(535a) Insight into Reaction Pathways in CO Hydrogenation Reactions over K/MoS2 Supported Catalysts Via Alcohol/Olefin Co-Feed Experiments
AIChE Annual Meeting
2015
2015 AIChE Annual Meeting Proceedings
Catalysis and Reaction Engineering Division
Fundamentals of Supported Catalysis II
Wednesday, November 11, 2015 - 12:30pm to 12:50pm
Insight into Reaction Pathways in CO Hydrogenation Reactions over K/MoS2 Supported Catalysts via Alcohol/Olefin Co-Feed Experiments
Micaela Taborga Claure1, Michael R. Morrill1, Song-Hai Chai2, Sheng Dai2, Pradeep K. Agrawal1, and Christopher W. Jones11. School of Chemical & Biomolecular Engineering, Georgia Institute of Technology, Atlanta, GA, 30332 USA
2. Chemical Science Division, Oak Ridge National Laboratory, Oak Ridge, TN 37831 USA
The use of supports as a means of enhancing the reactivity of K/MoS2 catalysts has been widely investigated over a variety of oxide and carbon supports. Previous work showed that Mo-support interactions affect the product distribution. At low Mo, and K loadings, carbon supports are predominantly hydrocarbon selective, whereas hydrotalcite-derived mixed MgAl oxide (MMO) supports yield high C2+OH selectivity.[1,2] In this work, we seek to evaluate the effect of support on reaction pathways by evaluating changes in product distribution via alcohol and olefin co-feed experiments. Specifically, the importance of (i) CO insertion and (ii) Guerbet coupling pathways will be investigated. Early studies by Santiesteban et al. demonstrated that higher alcohols and hydrocarbons were formed via classical CO insertion pathways over K/MoS2 catalysts.[3] However, recent studies showed that coupling reactions may also be important.[4,5]

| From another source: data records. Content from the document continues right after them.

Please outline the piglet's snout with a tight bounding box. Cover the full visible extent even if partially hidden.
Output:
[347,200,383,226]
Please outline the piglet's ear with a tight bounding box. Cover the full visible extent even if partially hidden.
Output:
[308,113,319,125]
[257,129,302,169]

In this work we report changes in product distribution in carbon and MMO K/MoS2 supported catalysts via MeOH, EtOH and Ethylene co-feed experiments. Alcohol co-feed experiments were specifically targeted toward elucidating Guerbet coupling reactions as well as providing insight into the importance of CO insertion pathways. The dominant pathway is determined from the product distribution by the prominence of either the expected coupled product or the decrease in production of longer chain products as the carbon chain length increases. Similarly, ethylene co-feed experiments were used to investigate CO insertion pathways, with an increase in the next carbon chain product indicating a dominant CO insertion pathway. Experiments over K/bulk MoS2 were used as a control to investigate the role of the supports. Insight into the active sites for higher alcohol and hydrocarbon formation will be provided.
References
[1] M. Taborga Claure, S.H. Chai, S. Dai, K.A. Unocic, F.M. Alamgir, P.K. Agrawal, C.W. Jones, J. Catal., 324 (2015) 88.

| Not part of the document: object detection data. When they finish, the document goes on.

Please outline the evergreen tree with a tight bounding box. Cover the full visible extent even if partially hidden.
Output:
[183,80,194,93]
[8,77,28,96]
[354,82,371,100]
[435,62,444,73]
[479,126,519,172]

[2] M.R. Morrill, N.T. Thao, H. Shou, R.J. Davis, D.G. Barton, D. Ferrari, P.K. Agrawal, C.W. Jones, ACS Catal., 3 (2013) 1665.
[3] J.G. Santiesteban, C.E. Bogdan, R.G. Herman, K. Klier, in: M.J. Philips, M. Ternan (Eds.), 9th Congress on Catalysis, vol.2, Chem. Ins. Can, Ottawa, 1988, p. 561.
[4] V.P. Santos, B. van der Linden, A. Chojecki, G. Budroni, S. Corthals, H. Shibata, G.R. Meima, F. Kapteijn, M. Makkee, J. Gascon, ACS Catal., 3 (2013) 1634.
[5] J.M. Christensen, P.A. Jensen, N.C. Schiødt, A.D. Jensen, ChemCatChem, 2 (2010) 523.